Mrs Hard. Ay, your times were fine times, indeed; you have been telling us of them for many a long year. Here we live in an old rambling mansion, that looks for all the world like an inn, but that we never see company. Our best visitors are old Mrs Oddfish, the curate's wife, and little Cripplegate, the lame dancing-master; and all our entertainment, your old stories of Prince Eugene and the Duke of Marlborough. I hate such old-fashioned trumpery.

Hard. And I love it. I love everything that's old: old friends, old times, old manners, old books, old wine; and I believe, Dorothy, (taking her hand,) you'll own I have been pretty fond of an old wife.
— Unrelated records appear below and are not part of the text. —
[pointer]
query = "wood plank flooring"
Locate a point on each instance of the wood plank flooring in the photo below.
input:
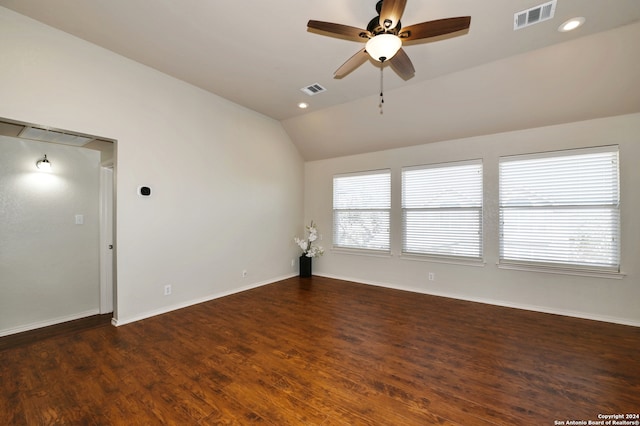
(317, 351)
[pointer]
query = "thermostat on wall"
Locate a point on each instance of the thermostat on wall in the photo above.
(144, 191)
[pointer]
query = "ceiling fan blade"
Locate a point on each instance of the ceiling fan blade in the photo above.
(391, 13)
(435, 28)
(339, 29)
(352, 63)
(402, 65)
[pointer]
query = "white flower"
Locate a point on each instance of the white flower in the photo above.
(309, 249)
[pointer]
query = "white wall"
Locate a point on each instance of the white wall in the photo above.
(596, 298)
(49, 265)
(227, 182)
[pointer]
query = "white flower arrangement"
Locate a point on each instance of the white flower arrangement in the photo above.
(307, 246)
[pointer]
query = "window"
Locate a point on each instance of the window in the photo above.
(562, 208)
(442, 209)
(361, 210)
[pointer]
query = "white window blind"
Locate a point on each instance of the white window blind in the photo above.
(362, 210)
(442, 209)
(561, 208)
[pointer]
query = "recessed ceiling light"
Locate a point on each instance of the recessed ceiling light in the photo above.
(571, 24)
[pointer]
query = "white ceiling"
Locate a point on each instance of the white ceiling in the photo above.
(259, 54)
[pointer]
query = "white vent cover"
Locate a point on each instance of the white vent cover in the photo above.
(313, 89)
(45, 135)
(534, 15)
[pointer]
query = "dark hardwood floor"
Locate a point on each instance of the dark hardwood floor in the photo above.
(317, 351)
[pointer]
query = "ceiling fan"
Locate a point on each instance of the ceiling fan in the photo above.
(385, 34)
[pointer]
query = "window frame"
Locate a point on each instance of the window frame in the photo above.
(558, 265)
(456, 213)
(340, 245)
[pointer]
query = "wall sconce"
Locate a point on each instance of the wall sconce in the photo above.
(43, 164)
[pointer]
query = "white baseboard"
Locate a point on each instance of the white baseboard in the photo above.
(144, 315)
(534, 308)
(47, 323)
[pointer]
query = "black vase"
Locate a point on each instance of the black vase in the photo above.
(305, 266)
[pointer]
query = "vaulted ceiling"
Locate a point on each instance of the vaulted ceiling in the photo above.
(490, 79)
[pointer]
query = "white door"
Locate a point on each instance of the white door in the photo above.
(106, 240)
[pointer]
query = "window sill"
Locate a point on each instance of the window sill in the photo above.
(562, 271)
(448, 260)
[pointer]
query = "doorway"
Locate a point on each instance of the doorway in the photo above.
(79, 213)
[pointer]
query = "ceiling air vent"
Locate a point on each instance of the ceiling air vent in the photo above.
(45, 135)
(314, 89)
(534, 15)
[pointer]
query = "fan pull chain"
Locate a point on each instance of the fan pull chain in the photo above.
(381, 90)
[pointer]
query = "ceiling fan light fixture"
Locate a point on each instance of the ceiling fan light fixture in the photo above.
(383, 46)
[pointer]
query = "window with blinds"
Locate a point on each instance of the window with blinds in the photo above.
(362, 210)
(561, 209)
(442, 210)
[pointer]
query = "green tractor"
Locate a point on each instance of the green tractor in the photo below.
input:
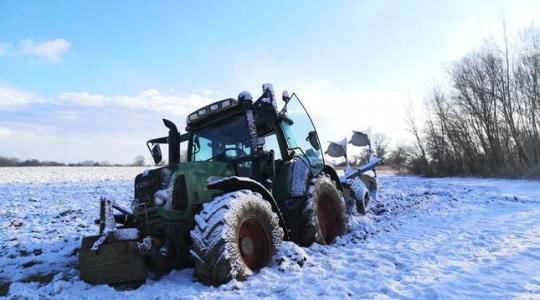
(253, 176)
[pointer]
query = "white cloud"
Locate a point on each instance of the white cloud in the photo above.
(84, 98)
(48, 51)
(173, 103)
(4, 48)
(4, 132)
(10, 98)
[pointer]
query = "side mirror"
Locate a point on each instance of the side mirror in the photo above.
(313, 140)
(196, 144)
(156, 153)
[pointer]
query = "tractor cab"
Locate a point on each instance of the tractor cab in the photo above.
(252, 136)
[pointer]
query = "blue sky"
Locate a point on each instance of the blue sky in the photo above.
(91, 80)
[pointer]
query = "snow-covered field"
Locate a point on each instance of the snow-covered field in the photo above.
(424, 238)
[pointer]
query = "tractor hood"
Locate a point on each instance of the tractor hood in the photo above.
(172, 192)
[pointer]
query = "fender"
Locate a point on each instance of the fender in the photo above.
(235, 183)
(333, 174)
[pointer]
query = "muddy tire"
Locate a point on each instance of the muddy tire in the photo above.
(234, 236)
(362, 204)
(324, 216)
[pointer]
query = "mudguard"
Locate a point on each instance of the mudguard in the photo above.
(235, 183)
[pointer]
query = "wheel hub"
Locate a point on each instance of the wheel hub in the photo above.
(246, 245)
(255, 244)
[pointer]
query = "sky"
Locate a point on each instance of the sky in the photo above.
(91, 80)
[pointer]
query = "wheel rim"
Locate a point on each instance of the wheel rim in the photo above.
(328, 221)
(254, 244)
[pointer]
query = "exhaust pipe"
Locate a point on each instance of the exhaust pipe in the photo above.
(174, 142)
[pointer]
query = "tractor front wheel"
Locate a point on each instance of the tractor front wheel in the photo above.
(324, 216)
(234, 235)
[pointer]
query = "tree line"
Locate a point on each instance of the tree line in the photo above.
(485, 120)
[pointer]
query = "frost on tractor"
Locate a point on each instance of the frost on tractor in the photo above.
(243, 184)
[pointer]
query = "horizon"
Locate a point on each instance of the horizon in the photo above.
(95, 85)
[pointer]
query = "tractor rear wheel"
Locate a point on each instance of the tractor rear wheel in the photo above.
(324, 216)
(234, 236)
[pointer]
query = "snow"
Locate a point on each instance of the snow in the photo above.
(424, 238)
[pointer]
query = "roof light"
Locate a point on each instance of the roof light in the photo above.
(193, 116)
(214, 107)
(226, 103)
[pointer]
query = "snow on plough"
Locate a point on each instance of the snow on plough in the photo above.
(359, 188)
(253, 176)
Mrs Hard. Lord, Mr Hardcastle, you're for ever at your Dorothys, and your old wives. You may be a Darby, but I'll be no Joan, I promise you. make me, by more than one good year. Add twenty to twenty, and make money of that.

I'm not so old as you'd

Hard. Let me see; twenty added to twenty, makes just fifty and seven.

Mrs Hard. It's false, Mr Hardcastle: I was but twenty when I was brought to bed of Tony, that I had by Mr Lumpkin, my first husband; and he's not come to years of discretion yet.

Hard. Nor ever will, I dare answer for him. Ay, you have taught him finely.

Mrs Hard. No matter, Tony Lumpkin has a good fortune.

My son is not to live by his learning. I don't think a boy wants much learning to spend fifteen hundred a year.

Hard. Learning, quotha! a mere composition of tricks and mischief.

Mrs Hard. Humour, my dear: nothing but humour. Come, Mr Hardcastle, you must allow the boy a little humour.

Hard. I'd sooner allow him a horse-pond. If burning the footmen's shoes, frighting the maids, worrying the kittens -be humour, he has it. It was but yesterday he fastened my wig to the back of my chair, and when I went to make a bow, I popped my bald head in Mrs Frizzle's face.

Mrs Hard. And am I to blame? The poor boy was always too sickly to do any good. A school would be his death. When he comes to be a little stronger, who knows what a year or two's Latin may do for him!

Hard. Latin for him! A cat and fiddle. No, no; the ale-house and the stable are the only schools he'll ever go to. Mrs Hard. Well, we must not snub the poor boy now, for I believe we shan't have him long among us. Anybody that looks in his face may see he's consumptive.

Hard. Ay, if growing too fat be one of the symptoms.

Mrs Hard. He coughs sometimes.

Hard. Yes, when his liquor goes the wrong way.

Mrs Hard. I'm actually afraid of his lungs.

Hard. And truly so am I; for he sometimes whoops like a speaking-trumpet-(Tony hallooing behind the scenes)—Oh, there he goes-A very consumptive figure, truly.

Enter TONY, crossing the stage.

Mrs Hard. Tony, where are you going, my charmer? Won't you give papa and I a little of your company, lovee?

Tony. I'm in haste, mother; I cannot stay.

Mrs Hard. You shan't venture out this raw evening, my dear; you look most shockingly.